Actual causation is a matter of strict, logical, cause-and-effect
relationships. Proximate causation where proximate means “close”
is a judgment call about how direct or attenuated the cause-and-
effect relationship is, and whether it is close enough for liability.
This example will help you see the difference. Suppose you drive a
car carelessly and run over your neighbor’s mailbox. Your neighbor,
sitting on her front porch, has seen the whole thing. Bursting out of
the car, you put your hands on your hips and say, with indignity, “My
mother and father caused this to happen.” Your neighbor screws up
her eyebrows. “What on earth are you talking about?” she says. You
answer, “My mother and father got together and they, you know,
caused me to exist. So they caused this to happen to your mailbox.
I’m so sorry.”
In such a case it would be absolutely undeniably true that, as a strict
matter of the logic of cause-and-effect, you mother and father caused
the accident.

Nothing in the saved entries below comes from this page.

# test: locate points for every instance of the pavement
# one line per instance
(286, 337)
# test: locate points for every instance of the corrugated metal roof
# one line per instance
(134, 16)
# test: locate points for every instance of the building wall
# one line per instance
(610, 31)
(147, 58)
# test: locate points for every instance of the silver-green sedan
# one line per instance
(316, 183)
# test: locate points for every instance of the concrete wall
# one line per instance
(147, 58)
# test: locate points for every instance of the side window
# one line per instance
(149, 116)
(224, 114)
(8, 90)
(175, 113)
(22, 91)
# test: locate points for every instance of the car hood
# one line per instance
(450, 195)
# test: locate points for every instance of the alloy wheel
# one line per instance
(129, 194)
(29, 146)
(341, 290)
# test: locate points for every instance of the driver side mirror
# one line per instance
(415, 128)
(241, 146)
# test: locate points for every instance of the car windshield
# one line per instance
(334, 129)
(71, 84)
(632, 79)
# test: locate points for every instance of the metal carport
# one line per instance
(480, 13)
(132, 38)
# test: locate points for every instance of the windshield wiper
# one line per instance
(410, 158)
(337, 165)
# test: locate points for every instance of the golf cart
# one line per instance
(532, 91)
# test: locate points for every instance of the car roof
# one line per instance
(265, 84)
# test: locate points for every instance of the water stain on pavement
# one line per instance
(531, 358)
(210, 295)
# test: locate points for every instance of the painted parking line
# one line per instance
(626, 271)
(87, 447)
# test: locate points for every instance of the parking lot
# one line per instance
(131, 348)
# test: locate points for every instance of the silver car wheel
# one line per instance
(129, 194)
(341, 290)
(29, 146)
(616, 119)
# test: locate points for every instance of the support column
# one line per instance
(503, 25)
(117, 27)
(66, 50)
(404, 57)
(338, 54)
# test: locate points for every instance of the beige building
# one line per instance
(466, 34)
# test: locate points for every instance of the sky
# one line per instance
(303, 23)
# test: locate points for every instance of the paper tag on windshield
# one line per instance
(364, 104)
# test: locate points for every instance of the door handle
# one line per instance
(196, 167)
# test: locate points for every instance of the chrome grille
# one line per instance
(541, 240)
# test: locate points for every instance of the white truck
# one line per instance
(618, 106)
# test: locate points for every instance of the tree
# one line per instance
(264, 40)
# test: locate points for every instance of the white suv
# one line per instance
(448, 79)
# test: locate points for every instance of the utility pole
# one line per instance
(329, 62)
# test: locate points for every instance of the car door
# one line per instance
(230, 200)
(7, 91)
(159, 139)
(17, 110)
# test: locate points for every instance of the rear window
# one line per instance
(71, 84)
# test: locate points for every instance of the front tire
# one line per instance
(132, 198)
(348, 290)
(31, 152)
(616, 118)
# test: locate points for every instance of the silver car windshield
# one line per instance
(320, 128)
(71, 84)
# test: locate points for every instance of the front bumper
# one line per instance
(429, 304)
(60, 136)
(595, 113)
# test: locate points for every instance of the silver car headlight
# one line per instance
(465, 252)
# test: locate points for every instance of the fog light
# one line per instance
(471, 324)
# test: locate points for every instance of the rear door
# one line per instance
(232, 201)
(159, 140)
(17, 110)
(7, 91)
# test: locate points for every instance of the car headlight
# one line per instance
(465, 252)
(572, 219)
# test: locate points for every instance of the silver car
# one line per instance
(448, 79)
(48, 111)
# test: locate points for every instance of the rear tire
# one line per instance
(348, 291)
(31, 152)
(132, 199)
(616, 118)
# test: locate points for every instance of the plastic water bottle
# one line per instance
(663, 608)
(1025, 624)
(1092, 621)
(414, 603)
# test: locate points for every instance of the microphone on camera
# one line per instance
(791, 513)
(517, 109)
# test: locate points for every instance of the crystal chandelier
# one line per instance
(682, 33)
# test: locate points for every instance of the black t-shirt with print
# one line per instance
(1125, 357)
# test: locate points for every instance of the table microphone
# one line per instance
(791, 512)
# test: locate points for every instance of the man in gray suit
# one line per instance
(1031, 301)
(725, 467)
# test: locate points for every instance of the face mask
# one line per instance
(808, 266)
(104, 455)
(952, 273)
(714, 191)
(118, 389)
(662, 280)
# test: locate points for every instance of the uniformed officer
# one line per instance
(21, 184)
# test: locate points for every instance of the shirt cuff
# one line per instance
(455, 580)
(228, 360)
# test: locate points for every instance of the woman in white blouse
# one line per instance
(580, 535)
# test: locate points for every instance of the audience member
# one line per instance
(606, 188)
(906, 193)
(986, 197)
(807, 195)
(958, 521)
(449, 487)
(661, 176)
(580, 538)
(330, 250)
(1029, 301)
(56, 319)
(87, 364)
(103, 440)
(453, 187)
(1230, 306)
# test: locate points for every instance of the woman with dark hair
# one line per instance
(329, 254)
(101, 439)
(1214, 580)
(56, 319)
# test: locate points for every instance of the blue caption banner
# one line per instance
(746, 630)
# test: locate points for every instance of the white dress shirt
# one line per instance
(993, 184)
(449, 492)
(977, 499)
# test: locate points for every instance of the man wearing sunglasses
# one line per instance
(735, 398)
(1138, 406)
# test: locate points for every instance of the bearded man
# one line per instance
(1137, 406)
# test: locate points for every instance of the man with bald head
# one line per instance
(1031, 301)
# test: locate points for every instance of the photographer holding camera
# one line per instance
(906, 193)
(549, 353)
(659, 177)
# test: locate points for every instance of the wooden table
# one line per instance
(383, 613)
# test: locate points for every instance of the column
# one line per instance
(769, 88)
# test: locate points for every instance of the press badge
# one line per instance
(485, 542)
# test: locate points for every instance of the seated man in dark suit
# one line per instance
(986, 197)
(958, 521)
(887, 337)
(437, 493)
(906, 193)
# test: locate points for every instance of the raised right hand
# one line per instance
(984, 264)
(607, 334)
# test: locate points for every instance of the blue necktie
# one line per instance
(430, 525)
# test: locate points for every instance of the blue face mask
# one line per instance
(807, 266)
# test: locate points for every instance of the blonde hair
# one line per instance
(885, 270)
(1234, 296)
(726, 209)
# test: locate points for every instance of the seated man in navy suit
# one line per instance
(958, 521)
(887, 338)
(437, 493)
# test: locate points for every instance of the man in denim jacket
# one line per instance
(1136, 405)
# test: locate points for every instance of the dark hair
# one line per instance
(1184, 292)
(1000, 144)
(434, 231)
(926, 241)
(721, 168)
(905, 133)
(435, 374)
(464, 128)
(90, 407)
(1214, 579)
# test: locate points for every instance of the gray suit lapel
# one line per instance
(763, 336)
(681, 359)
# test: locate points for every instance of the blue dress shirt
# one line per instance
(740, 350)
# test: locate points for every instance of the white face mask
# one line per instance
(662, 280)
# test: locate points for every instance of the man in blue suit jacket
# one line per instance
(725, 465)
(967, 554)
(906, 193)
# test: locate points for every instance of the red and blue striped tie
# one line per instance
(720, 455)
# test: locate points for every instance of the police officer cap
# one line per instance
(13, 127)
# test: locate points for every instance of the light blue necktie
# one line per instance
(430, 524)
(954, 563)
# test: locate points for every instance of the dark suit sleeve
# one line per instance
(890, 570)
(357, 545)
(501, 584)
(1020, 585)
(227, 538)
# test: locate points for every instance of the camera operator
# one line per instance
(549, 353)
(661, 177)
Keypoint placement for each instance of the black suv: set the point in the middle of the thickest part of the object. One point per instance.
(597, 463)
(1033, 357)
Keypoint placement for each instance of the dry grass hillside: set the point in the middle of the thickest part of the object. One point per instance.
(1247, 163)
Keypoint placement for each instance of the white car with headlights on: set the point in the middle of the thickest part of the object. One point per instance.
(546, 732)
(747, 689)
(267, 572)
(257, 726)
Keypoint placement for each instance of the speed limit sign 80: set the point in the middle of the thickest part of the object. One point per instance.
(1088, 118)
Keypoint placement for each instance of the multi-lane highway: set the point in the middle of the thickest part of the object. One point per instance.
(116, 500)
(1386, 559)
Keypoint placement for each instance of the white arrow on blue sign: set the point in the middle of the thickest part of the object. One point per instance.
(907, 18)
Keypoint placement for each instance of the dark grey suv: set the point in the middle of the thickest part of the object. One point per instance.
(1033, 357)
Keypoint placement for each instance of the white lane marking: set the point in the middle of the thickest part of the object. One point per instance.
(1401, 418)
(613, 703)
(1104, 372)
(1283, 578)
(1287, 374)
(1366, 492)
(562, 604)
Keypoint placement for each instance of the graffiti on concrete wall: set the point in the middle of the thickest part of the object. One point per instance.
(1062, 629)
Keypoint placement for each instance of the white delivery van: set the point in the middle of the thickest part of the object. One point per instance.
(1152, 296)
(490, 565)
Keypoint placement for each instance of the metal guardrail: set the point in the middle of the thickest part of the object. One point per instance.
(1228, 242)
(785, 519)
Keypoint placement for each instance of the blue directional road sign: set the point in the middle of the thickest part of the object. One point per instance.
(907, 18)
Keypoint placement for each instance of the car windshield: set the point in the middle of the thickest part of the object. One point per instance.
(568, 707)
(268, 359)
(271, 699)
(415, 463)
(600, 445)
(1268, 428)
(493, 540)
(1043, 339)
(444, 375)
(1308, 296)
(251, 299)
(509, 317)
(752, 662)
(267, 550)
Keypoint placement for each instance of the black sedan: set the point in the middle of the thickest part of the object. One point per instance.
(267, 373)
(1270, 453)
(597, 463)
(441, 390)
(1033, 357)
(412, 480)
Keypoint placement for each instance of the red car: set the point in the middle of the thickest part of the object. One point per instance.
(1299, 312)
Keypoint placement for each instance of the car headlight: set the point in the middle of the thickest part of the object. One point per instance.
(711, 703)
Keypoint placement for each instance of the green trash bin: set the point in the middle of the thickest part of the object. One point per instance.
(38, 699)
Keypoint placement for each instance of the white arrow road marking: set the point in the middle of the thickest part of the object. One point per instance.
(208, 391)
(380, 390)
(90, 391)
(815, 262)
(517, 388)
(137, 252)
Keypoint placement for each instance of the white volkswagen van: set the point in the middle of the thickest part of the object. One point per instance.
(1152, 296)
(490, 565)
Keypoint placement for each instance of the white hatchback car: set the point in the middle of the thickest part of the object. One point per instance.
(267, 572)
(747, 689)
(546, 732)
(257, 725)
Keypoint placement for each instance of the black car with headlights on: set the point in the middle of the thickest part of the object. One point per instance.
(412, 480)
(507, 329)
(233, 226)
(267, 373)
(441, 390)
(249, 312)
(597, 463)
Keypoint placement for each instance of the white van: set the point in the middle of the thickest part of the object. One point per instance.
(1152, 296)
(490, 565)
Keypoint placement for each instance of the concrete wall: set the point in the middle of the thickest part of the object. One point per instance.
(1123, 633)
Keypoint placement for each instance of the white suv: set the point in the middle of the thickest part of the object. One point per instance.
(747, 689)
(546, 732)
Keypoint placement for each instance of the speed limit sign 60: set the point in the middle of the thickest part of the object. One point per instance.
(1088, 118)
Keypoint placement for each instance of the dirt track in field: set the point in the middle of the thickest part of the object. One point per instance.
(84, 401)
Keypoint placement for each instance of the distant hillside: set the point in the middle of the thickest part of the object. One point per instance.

But, of course, offering this as some kind of explanation
for what happened to the mailbox is silly. The tension here is the
difference between actual causation and proximate causation. It is
true that your mother and father caused the accident in the sense of
actual causation. But your mother and father did not cause the accident
in the sense of proximate causation.
In everyday, non-legal English, when we use the word “caused,” we
are talking about some combination of actual causation and
proximate causation. Most of the time, there is no need to separate
out the concepts. But when it comes to legal analysis in torts, we
need to specify exactly what we are talking about because, as you will
see, the two concepts implicate entirely different sets of concerns.